Cosa potevamo fare? Il ragazzo si stava spegnendo, bisognava salvarlo. Sono andato da Ol’ga Erdeli, volevo spiegarle la faccenda, ma poi non ce l’ho fatta. Volevo andare anche da Vera Dulova, ma no, ho pensato, che poi la strangola come un nontiscordardime. E passeggiavo per Mosca, di sera, e ero triste: loro là eran sedute alle loro arpe e suonavano, ingrassavano e si gonfiavano, alle loro arpe, e del ragazzo sarebbero rimaste solo rovine e polvere.
E a quel punto ho incontrato una donnetta, non che fosse troppo vecchia, ma era già ubriaca fradicia. «Un rrrublo! – dice, – Dammi un rrrublo!». E lì qualcosa mi ha illuminato. Le ho dato un rublo e le ho spiegato tutto: lei, questa donnina, si è dimostrata più comprensiva della Erdeli, e perché fosse perfettamente convincente le ho fatto prendere su anche una balalajka.
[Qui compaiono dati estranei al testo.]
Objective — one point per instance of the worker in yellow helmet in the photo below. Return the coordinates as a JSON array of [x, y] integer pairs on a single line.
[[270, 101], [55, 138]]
E allora la porto dal mio amico. Entriamo: è sempre sdraiato, malinconico. Subito gli lancio la balalajka, proprio dalla soglia. E poi gli scaravolto davanti questa Ol’ga, gliela butto addosso, questa Ol’ga! «Eccola, la Erdeli! Se non ci credi, chiediglielo». E al mattino guardo: la finestra è aperta, lui è affacciato alla finestra e fuma piano. Poi, piano piano comincia a lavorare, comincia a studiare, comincia a bere… E ritorna a essere un uomo come si deve. Ecco, visto?